"What is unique here is that the chemical bonding of polyimine we use allows the e-skin to be both self-healing and fully recyclable at room temperature", said Assistant Professor Jianliang Xiao of the University of Colorado, who is also the lead author of the study.
In the future, the electronic skin could be used in a wide range of medical, scientific, and engineering applications. So, one can say that the latest e-skin has, in many terms, been able to mimic the mechanical and functional properties of human skin.
Wei Zhang, a partner teacher in CU Boulder's Department of Chemistry and Biochemistry stated, the new CU Boulder e-skin has sensors implanted to quantify weight, temperature, mugginess and wind current.
Scientists believe the new E-skin will open some roads that otherwise would have remained blocked. It has several distinctive properties, including a new type of covalently bonded dynamic network polymer that has been laced with silver nanoparticles to provide better mechanical strength, chemical stability and electrical conductivity.
Another remarkable property of the electronic skin is its ability to heal itself albeit the process involved is not as remarkable as that seen in the robots featured in the movie Terminator.
A few sorts and sizes of wearable e-skins are at show being delivered in labs around the globe as analysts distinguished their utilities generally going from mechanical autonomy and prosthetic improvement to better biomedical kinds of gear.
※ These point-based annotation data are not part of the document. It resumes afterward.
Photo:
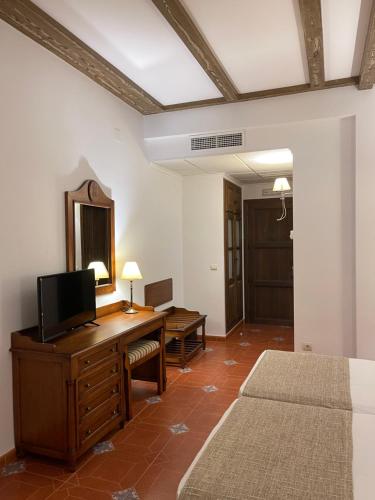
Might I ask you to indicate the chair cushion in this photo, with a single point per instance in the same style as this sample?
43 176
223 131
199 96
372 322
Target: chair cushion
141 348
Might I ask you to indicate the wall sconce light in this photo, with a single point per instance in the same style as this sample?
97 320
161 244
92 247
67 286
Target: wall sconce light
281 185
101 271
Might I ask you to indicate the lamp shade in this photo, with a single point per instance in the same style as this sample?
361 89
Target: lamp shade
281 184
101 271
131 272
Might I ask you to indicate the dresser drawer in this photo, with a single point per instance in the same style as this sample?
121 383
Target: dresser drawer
98 397
86 361
103 415
90 383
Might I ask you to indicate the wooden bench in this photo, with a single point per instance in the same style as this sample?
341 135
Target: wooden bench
181 334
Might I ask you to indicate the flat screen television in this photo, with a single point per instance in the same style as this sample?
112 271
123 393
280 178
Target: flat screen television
65 301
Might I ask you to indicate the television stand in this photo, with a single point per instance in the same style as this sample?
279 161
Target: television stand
70 392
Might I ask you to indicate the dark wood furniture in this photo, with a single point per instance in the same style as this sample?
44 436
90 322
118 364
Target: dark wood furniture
233 255
182 341
268 262
149 367
68 394
181 337
90 231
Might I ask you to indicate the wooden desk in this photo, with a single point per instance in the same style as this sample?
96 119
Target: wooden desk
69 393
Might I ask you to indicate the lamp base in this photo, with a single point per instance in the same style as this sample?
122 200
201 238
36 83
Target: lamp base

"Given the a great many huge amounts of electronic waste created worldwide consistently, the recyclability of our e-skin bodes well".
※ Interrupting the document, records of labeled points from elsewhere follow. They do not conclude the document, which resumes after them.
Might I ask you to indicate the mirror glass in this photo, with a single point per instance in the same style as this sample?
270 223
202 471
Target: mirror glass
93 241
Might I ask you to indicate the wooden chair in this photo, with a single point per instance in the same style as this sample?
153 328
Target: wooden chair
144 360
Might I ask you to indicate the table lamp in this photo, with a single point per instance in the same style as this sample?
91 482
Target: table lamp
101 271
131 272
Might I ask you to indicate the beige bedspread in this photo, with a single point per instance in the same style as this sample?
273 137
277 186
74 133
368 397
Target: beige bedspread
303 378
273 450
It can be easily conformed to surfaces like human hands or robot arms by applying moderate heat and pressure, and without the need to introduce excessive stress.
So if the e-skin is severely damaged, or you're just done with it, it can be recycled using a "recycling solution". "The idea is to try and mimic biological skin with e-skin that has desired functions". If e-skin suffers major damage that can't be self-repaired, it can be soaked in a solution that "liquefies" it so that the materials can be reused to make new e-skin. This solution dissolves the matrix into small molecules, allowing the silver nanoparticle to sink to the bottom.